Brazil, China and Saudi Arabia say they have no intention of discussing tough emission cuts at Bonn meeting
By Sophie Yeo in Bonn
Leading developed and developing countries still appear to have vastly different views on how a global climate change deal could work, UN negotiations in Bonn today illustrated.
This week’s meeting is aimed at developing a framework for a 2015 treaty to cut greenhouse gas emissions, but talks this morning were marred by fierce exchanges between diplomats.
The Chinese delegation said an EU proposal to cut greenhouse gases 40% by 2030 was “ten years too late” to avoid dangerous levels of climate change, demanding the block increased efforts by 2020.
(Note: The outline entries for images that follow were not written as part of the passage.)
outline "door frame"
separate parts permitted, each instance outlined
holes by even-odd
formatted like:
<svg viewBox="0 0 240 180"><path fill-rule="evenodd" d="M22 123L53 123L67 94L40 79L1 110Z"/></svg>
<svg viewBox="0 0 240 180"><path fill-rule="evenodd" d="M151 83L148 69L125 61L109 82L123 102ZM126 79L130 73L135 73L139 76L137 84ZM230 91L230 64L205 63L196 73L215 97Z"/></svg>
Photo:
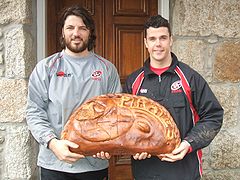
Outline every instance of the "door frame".
<svg viewBox="0 0 240 180"><path fill-rule="evenodd" d="M46 1L37 1L37 61L45 58L47 54ZM158 14L169 19L169 0L158 0Z"/></svg>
Brazil refused to talk about emission limits, saying the UK, Russia, USA and Germany had contributed more to temperature increases than “100 other countries”.
Saudi Arabia’s delegate said the projected extreme weather events as a result of climate change were the fault of states that started to develop in the 1800s.
“We are dealing with the messes that some have created. Now not only are we trying to develop, but we’re also dealing with the storm coming upon us, that we had no hand in,” he said.
Central to today’s debate is the notion that any new agreement should involve all countries making significant carbon pollution reductions.
But in a document submitted to the UN last week, China said that developed countries should increase their pre-2020 commitments to at least 40% below 1990 levels in order to close the so-called 8-12 gigatonne emissions gap.
Zou Ji from China’s National Center for Climate Change Strategy also demanded extra financial support for developing countries to enable them to invest in clean energy technologies, saying this had prevented poorer states implementing carbon reduction strategies.
Today’s increasingly tense atmosphere in what was supposed to be a ‘workshop’ for diplomats demonstrates how delicate this process still is, and that further trouble may lie ahead this week.
One EU negotiator speaking to RTCC on condition of anonymity dismissed China’s call for tougher cuts, indicating this was part of a negotiating process that is likely to get tougher as the 2015 summit draws near.
“They’ve said it before, and I don’t think it’s realistic. I think from an EU perspective we are delivering real action,” they said.
“We’re going to overachieve our target….The EU will be contributing to closing the gap. We’re quite comfortable that we’re doing everything we need to, and that it’s 2C consistent.”
The EU has committed to reducing its emissions 20% by 2020, which it is on track to achieve.
Senior State Department negotiator Trigg Talley said the USA would cooperate with any country wishing to explore ways to cut emissions, but strongly rejected calls for differentiation between developed and developing.
Referring to the 2011 Durban Platform agreement under the UN he said: ““The agreement will be applicable to all, and that means its provisions will be applicable to all.”
Talley added: “We don’t want to do anything that steps on countries fundamental interests in this process, but we do have to find an approach that reflects the range and continuum of circumstances that exists in the world, so it’s reflected in a Paris agreement.”